Da decenni si discute animatamente su quando verrà definitivamente raggiunto il picco della produzione petrolifera. Nessuno lo sa e nessuno lo può sapere, tuttavia il punto di massima estrazione di petrolio si verificherà prima o poi, dopodiché la curva di produzione si appiattirà.
Da circa un secolo il petrolio ha svolto un ruolo centrale anche nelle guerre. Per gli Stati Uniti questo ruolo è ancora più importante poiché non si tratta solo del petrolio in sé, ma anche della valuta in cui viene venduto, per loro è una questione fondamentale che venga scambiato a livello globale in dollari.

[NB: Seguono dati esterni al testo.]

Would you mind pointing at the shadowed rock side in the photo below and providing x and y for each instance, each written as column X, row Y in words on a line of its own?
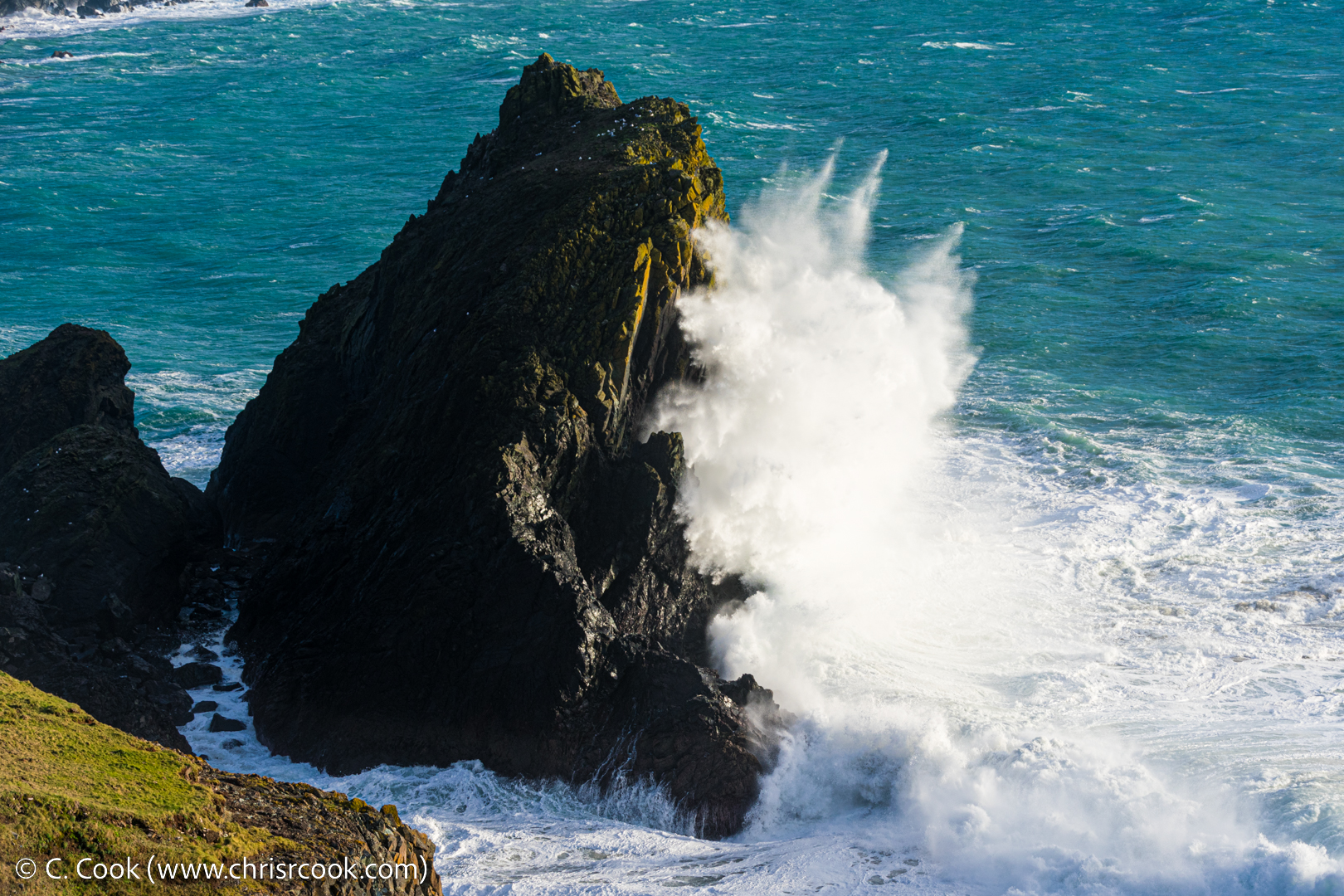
column 75, row 375
column 95, row 536
column 475, row 559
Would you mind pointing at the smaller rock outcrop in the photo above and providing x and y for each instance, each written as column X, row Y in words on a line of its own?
column 77, row 375
column 95, row 538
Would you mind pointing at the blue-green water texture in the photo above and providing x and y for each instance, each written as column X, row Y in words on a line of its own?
column 1137, row 490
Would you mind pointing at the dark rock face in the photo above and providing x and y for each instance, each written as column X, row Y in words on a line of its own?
column 75, row 375
column 475, row 558
column 95, row 536
column 95, row 507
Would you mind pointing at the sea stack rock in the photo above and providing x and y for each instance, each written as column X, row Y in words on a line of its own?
column 95, row 535
column 475, row 558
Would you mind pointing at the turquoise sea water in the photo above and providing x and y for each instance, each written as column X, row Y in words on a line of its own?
column 1153, row 208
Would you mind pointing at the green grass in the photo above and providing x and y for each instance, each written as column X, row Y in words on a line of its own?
column 71, row 787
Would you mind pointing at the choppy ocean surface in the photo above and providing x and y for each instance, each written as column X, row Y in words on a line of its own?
column 1031, row 434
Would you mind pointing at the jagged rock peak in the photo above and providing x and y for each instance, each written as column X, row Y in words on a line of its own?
column 472, row 553
column 552, row 88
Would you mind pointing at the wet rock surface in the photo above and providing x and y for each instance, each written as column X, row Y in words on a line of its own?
column 95, row 538
column 446, row 465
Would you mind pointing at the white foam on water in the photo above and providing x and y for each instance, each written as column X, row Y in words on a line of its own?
column 42, row 26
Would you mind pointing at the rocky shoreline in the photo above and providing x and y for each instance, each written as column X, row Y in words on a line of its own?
column 446, row 536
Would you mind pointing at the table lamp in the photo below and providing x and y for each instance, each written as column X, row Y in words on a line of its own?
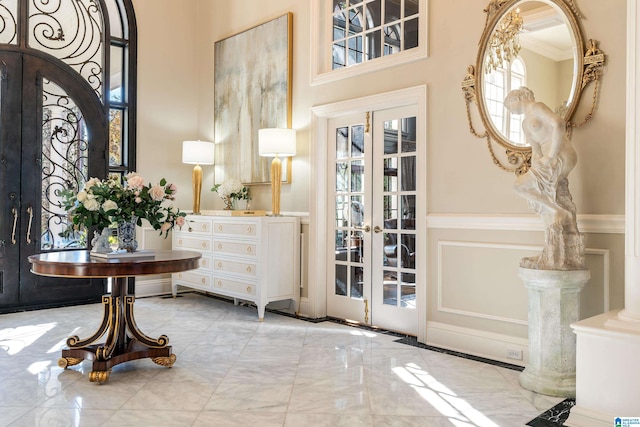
column 197, row 153
column 275, row 142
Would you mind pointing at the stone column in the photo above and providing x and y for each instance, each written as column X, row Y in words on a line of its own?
column 554, row 303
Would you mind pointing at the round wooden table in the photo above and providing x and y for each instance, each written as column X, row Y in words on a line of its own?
column 117, row 317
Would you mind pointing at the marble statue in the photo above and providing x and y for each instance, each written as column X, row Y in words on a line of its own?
column 545, row 184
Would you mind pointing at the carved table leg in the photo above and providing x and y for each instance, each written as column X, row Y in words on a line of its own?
column 119, row 347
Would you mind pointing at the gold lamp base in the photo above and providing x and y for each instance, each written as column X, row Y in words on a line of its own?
column 276, row 179
column 196, row 179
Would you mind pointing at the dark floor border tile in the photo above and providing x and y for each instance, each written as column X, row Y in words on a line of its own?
column 554, row 417
column 414, row 342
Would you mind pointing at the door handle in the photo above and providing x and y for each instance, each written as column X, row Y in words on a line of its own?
column 30, row 212
column 14, row 211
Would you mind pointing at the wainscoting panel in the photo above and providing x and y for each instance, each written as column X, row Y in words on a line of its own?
column 480, row 279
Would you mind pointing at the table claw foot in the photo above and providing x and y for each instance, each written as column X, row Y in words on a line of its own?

Nel 2003, quando l’Iraq iniziò a vendere petrolio in euro, iniziarono i preparativi per la guerra. Gli Stati Uniti utilizzano il petrolio anche come strumento geopolitico, ad esempio per rovesciare il governo cubano attraverso l’inasprimento del blocco. L’aggressione contro il Venezuela e l’Iran rappresenta contemporaneamente un attacco ai principali partner commerciali e fornitori di petrolio della Cina, e quindi al cuore dell’alleanza BRICS.
La guerra contro l’Iran non riguarda solo e principalmente il petrolio. La forza trainante è stata Israele, che vuole rimodellare l’intero Medio Oriente per diventarne la potenza egemone indiscussa. Il governo israeliano persegue da tempo piani di regime change nella regione, non solo in Iran ma anche in altri paesi.
Che un cambio di regime potesse essere ottenuto solo con bombardamenti aerei era fuori discussione. Storicamente non è mai successo, nemmeno con l’uso delle atomiche sul Giappone, anche se in tal caso si tratta di un discorso bellico diverso e più ampio.
Per quanto riguarda la Cina, Pechino procede molto cauta, persegue una strategia a lungo termine con una prospettiva molto ampia. Nella regione del Golfo ha già svolto un ruolo diplomatico importante, ad esempio, nel ristabilire le relazioni tra Arabia Saudita e Iran. Molti Stati della regione stanno iniziando a mettere in discussione i loro stretti legami con gli Stati Uniti. Hanno avuto la prova che le basi militari statunitensi non rendono la regione più sicura, bensì più instabile.
Nel mondo arabo serpeggia un notevole risentimento nei confronti della politica americana, e ciò consente alla Cina di posizionarsi come attore stabilizzatore. Il suo è un grande esempio di efficacia diplomatica se si pensa, per esempio, che nei giorni scorsi ha firmato un contratto con Kiev per la fornitura di grano ucraino. La Cina, d’altro canto, ha una tradizione storica diversa: per secoli, la sua politica estera si è basata principalmente sul commercio piuttosto che sull’azione militare.
Ora gli Stati Uniti stanno progressivamente ritirandosi dallo scacchiere europeo per concentrare le proprie forze sull’Asia. La contesa con la Cina è una questione di vita o di morte, come del resto conferma la storia dell’imperialismo, non solo quello moderno: quando gli imperi sono in declino, spesso cercano di consolidare la propria posizione militarmente e di fermare le potenze emergenti.
Pechino cerca di evitare il confronto, ad esempio attraverso progetti come la Belt and Road Initiative, al fine di aggirare un blocco navale statunitense. Questa potrebbe essere un’opportunità per scongiurare un confronto bellico diretto e dunque una guerra di vaste proporzioni. Almeno finché la Cina non si sentirà militarmente pronta sul piano del confronto convenzionale, anche se parlare oggi di armamenti convenzionali può risultare fuorviante.
Quanto ai negoziati tra Iran e Stati Uniti, penso che alla fine si raggiungerà un compromesso poiché il rischio di una crisi energetica, economica e finanziaria colpirebbe ogni Paese del mondo, accelerando al contempo dei cambiamenti geopolitici molto pericolosi anche per Washington. Salvo l’imprevedibilità di quel manicomio che è diventata la Casa Bianca e le sue adiacenze.
Beh la Russia è diventata un partner strategico per Pechino in termini di fornitura di gas e petrolio innanzitutto. E se gli States pensavano di isolare sia Pechino sia la Russia hanno ottenuto l'effetto contrario, proprio grazie al biondo gangster.